Diante da sensibilidade do tema, o Poder Judiciário não pode tomar decisões levianas, desprezando-se ao mesmo tempo: o texto constitucional; a autonomia administrativa do Poder Executivo; e a vontade política do Poder Legislativo, sem que isto possua, ao menos, a finalidade nobre de promover algum direito fundamental. O que se pode afirmar até aqui, é que o direito fundamental ao desenvolvimento não está sendo promovido pela via dessa autarquização das estatais, não existindo nenhum dado concreto a este respeito, a não ser ranços ideológicos de toda ordem.
Agindo assim, o Poder Judiciário aparece como o mais forte ator de nossa ordem jurídica, capaz de intervir na ordem econômica, à revelia das demais instituições democráticas, podendo para tanto desprezar a vontade do Administrador e do Legislador, violar a constituição, e sem precisar observar o direito ao desenvolvimento como principal fundamento axiológico para a intervenção do Estado na ordem econômica.

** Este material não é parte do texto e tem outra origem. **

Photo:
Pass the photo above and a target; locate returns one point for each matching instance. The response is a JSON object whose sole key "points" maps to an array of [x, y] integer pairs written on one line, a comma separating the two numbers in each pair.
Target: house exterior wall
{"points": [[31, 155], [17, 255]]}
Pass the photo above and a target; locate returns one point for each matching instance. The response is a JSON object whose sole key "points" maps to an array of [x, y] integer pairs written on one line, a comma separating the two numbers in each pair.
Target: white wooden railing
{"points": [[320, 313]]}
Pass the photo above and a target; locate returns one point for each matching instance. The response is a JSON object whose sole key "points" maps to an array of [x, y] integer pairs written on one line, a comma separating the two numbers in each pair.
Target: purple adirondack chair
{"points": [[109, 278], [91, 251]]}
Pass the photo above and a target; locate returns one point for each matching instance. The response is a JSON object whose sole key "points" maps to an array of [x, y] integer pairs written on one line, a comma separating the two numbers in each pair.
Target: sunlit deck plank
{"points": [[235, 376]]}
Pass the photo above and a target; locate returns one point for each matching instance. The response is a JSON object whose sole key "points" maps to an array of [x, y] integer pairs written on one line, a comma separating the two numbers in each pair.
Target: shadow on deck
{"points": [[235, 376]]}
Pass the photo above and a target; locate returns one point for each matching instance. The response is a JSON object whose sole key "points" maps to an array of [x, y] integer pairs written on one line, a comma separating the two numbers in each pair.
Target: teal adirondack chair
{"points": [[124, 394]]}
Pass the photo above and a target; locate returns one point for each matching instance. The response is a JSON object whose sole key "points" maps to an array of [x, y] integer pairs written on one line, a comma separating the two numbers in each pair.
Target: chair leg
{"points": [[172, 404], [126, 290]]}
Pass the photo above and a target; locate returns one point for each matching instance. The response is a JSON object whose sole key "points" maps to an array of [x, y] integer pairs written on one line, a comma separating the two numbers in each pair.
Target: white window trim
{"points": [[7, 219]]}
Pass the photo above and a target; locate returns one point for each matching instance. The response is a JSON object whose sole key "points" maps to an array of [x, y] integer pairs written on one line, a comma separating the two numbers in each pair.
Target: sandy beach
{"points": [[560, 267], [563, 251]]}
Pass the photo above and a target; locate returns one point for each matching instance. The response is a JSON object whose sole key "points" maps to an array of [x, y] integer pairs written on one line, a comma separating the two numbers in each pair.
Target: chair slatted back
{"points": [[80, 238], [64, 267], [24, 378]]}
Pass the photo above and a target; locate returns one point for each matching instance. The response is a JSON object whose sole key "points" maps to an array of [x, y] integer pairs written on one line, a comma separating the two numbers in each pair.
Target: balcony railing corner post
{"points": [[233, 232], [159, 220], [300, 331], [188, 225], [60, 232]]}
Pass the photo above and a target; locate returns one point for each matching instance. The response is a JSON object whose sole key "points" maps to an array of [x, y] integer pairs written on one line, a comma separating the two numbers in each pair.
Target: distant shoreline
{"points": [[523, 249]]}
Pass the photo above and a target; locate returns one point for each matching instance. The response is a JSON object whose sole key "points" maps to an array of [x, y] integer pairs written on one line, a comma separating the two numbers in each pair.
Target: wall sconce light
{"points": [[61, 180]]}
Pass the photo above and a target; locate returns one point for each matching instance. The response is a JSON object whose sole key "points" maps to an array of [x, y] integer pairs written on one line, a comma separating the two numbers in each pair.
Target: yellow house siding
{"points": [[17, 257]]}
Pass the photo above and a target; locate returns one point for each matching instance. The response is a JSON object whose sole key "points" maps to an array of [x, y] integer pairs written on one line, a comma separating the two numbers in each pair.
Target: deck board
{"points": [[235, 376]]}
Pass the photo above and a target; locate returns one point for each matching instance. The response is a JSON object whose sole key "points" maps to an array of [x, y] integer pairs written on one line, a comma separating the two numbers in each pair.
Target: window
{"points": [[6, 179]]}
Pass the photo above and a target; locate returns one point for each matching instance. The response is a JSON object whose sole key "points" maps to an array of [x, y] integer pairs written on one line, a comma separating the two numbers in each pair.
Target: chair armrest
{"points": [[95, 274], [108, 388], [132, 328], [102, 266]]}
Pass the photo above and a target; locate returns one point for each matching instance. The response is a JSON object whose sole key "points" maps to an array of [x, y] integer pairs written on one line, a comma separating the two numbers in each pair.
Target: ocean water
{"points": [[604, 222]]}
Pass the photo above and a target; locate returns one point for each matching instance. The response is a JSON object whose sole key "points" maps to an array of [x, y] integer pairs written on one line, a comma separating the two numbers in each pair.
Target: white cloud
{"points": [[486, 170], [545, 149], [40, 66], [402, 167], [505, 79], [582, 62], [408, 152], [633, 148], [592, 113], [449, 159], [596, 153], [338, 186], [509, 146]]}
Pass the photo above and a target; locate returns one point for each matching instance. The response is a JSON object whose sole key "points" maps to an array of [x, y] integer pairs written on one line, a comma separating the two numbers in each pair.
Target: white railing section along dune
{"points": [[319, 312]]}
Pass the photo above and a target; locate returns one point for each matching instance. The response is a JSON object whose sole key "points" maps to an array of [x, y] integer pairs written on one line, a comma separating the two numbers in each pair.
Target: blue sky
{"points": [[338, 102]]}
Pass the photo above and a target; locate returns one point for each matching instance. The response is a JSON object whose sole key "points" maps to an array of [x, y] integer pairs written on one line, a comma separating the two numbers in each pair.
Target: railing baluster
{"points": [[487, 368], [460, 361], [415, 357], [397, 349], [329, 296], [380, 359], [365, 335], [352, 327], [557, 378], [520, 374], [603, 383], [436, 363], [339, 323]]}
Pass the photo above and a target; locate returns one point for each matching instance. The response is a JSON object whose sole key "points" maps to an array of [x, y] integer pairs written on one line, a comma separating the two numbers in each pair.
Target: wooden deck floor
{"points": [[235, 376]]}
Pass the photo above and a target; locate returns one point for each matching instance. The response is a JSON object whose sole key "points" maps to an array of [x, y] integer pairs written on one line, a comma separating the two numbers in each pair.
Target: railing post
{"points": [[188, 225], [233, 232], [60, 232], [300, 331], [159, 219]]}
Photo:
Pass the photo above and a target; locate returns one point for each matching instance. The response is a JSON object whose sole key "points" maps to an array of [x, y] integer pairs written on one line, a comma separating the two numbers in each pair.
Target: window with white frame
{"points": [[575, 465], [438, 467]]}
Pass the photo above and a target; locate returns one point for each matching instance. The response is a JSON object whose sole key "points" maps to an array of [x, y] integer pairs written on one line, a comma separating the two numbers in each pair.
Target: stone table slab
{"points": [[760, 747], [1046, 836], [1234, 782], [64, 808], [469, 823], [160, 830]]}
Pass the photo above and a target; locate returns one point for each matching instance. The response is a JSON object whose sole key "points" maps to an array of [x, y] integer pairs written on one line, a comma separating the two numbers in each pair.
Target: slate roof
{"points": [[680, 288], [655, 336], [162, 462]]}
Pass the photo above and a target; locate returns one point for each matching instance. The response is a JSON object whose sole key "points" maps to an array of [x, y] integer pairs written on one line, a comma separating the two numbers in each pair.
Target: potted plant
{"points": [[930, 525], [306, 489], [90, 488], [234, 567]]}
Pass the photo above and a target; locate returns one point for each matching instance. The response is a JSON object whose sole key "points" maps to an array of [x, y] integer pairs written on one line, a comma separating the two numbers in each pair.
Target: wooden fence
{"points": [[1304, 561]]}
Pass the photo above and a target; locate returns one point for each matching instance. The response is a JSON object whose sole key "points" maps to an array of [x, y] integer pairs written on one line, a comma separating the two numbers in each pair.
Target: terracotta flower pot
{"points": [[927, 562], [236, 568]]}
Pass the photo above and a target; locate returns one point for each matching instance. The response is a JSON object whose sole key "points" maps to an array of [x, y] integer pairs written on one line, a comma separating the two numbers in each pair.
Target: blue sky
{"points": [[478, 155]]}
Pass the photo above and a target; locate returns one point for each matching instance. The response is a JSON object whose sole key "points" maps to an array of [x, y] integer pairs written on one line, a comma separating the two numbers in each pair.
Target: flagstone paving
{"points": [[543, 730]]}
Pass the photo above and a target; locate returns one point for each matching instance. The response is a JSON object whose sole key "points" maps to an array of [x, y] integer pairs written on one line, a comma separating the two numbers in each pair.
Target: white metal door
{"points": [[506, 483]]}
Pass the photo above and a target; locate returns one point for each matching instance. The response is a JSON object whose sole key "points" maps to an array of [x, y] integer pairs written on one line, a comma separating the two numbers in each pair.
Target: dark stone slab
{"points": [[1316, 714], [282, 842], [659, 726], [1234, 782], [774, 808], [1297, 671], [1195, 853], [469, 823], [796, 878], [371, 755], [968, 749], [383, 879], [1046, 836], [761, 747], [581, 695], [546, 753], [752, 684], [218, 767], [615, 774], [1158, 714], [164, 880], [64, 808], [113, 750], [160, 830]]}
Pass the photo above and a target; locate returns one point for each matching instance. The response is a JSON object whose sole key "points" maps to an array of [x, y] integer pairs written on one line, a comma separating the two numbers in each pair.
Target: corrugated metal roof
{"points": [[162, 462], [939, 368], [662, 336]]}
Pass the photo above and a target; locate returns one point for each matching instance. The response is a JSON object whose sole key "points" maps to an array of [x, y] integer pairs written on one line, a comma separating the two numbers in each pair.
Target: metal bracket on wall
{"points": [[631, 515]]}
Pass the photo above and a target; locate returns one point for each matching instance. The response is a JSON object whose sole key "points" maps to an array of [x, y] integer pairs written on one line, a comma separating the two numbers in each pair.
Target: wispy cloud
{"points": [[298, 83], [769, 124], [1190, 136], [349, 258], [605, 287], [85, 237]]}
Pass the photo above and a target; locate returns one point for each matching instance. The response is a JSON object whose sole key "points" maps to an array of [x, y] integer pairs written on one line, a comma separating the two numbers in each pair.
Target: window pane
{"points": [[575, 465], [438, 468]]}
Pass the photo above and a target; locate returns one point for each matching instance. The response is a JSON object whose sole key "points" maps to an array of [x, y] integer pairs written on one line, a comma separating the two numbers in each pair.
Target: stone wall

Toda esta argumentação traçada até aqui não pretende colocar um ponto final sobre o tema, mas sim, quem sabe, criar uma discussão, no sentido de que se for possível comprovar que a autarquização das estatais promove, de alguma forma o direito fundamental ao desenvolvimento, tal medida se justificaria por este fundamento, e aqui, humildemente abre-se margem ao falseamento de todo o sobredito.
3. A repercussão da autarquização das estatais no pacto federativo
A autarquização das estatais é fenômeno extremamente problemático, uma espécie de reforma administrativa antineoliberalismo promovida “à força” pela via do Poder Judiciário. Existe uma série de problemas acarretados por tal tendência jurisprudencial, mas neste capítulo, quer se dar especial destaque para o aspecto atinente aos impactos fiscais de tal entendimento.
3.1. Delimitação do tema
A expressão “pacto federativo” possui muitas facetas, pois diz respeito a qualquer aspecto que interfira na distribuição nacional de competências, atribuições e prerrogativas inerentes à cada ente político brasileiro, e isso se dá porque como o próprio nome diz, ele é pactuado, ou seja, deve ser fruto de um consenso profundo entre todos os entes da federação.
O Brasil é uma federação singular, tendo em vista que é composta pela União, pelos estados e também pelos municípios, conforme estabelece a Constituição de 1988, logo em seu art. 1º, possuindo cada um destes entes autonomia política e administrativa, ou seja, capacidade de auto-organização, autonormatização, autogoverno e autoadministração.
Entretanto, o aspecto que se quer destacar neste trabalho é o pacto federativo em seu viés tributário, ou seja, é o denominado “federalismo fiscal”, que diz respeito exatamente à distribuição da arrecadação tributária entre os entes da federação, para que cada um deles possa exercer estas autonomias.
O pacto federativo, neste aspecto, é exaustivamente tratado no texto da Constituição, a qual é pródiga no tratamento da matéria, disciplinando tributos que são de competência da União, dos estados, dos municípios e do Distrito Federal, o qual possui cumulativamente a competência dos estados e dos municípios.
Este trabalho não tratará de fazer a demonstração das repartições de competências tributárias e das receitas dos tributos, mas sim, apenas referirá esta noção genérica sobre o federalismo fiscal para que se possa fixar a seguinte premissa fundamental: qualquer mudança no pacto federativo é extremamente complicada, pois impacta na própria autonomia dos entes federativos, o que sempre atrairá ao debate, a regra prevista no art. 60, § 4º, I da Constituição.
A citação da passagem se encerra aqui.